Le bélier est le symbole du réveil de la nature dans les mythologies antiques. Cette force incandescente pousse les bêtes à s’unir et lance les plantes vers la lumière pour des noces immuables. Miracle du printemps et de l’éternel retour de l’amour. Verts tendres des pousses lentement déployées. Glace et neige relâchent leurs griffes. Bois et pacages renaissent à la couleur. La vigne pleure quand tu la tailles. La fleur du narcisse annonce la morille, et le joli mai, les beignets d’acacia et le miel très doux qui va si bien avec.
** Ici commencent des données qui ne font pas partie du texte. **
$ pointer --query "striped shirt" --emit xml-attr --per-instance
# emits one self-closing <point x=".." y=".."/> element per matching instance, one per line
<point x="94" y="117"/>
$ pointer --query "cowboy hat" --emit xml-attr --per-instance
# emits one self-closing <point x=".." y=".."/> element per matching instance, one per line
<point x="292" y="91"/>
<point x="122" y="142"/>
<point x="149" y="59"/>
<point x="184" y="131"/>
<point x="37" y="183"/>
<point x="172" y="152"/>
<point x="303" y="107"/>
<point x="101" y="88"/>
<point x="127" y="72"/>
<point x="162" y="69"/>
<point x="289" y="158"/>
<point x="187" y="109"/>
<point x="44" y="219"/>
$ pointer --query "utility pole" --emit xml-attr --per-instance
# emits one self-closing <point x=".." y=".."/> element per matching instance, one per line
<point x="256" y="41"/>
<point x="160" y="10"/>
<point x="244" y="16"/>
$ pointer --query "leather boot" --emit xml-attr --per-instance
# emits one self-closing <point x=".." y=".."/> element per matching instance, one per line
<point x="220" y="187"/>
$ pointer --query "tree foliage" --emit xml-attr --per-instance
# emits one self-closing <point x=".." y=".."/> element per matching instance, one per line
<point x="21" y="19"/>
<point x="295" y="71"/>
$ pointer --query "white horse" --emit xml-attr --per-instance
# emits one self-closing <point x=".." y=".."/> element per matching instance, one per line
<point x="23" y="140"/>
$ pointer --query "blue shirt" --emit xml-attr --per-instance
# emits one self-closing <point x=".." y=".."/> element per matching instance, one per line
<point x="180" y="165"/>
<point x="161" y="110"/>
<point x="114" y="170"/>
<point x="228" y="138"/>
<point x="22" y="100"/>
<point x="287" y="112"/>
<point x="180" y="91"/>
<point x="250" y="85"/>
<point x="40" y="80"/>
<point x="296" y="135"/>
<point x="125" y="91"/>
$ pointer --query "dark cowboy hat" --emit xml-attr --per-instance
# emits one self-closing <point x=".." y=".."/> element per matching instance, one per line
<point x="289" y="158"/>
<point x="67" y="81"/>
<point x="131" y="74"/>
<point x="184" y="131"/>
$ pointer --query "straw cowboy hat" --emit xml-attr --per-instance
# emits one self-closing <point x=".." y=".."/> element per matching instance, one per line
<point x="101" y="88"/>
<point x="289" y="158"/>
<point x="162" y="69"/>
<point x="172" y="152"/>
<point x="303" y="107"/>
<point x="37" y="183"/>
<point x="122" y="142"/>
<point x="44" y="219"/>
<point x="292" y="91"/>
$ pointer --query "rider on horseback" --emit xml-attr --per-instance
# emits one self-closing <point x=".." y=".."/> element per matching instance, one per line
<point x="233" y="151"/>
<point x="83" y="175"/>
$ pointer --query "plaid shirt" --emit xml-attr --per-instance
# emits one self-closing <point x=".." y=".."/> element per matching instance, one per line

À la Saint-Jean, cueille les simples qui soignent ton corps et ton âme.

Plénitude de la lumière des fenaisons et des moissons. Suis maintenant les grands troupeaux ensonnaillés, vers l’herbe neuve sur la montagne. Framboises, myrtilles et mûres ravissent les petits. Tresse la fleur de la lavande pour parfumer bahut et armoire. Quelques flacons de vin de noix ou de sureau, de liqueur de génépi ou de gentiane, exalteront la gloire de l’alpe. Les premiers orages enflent sur le soir. Scie tes planches, répare ton toit avant que le temps ne se gâte.

Le vent se lève, une année s’achève. Voici l’automne mélancolique. Que Déméter, déesse de la fertilité, emplisse ta grange de pommes et de coings, ton grenier de noix et de châtaignes, et ton cellier du jus de tes raisins. Splendeur des frondaisons pourpres et fauves, nuages en fuite sur les monts déserts, eaux mortes. Rentre tes choux et tes patates. Aux premiers gels, cueille la sorbe, la prunelle et le genièvre. Fends ton bois, et puis endors toi comme tes abeilles, en rêvant à la beauté du monde et à l’étoile qui t’attend à l’aube de ton sommeil.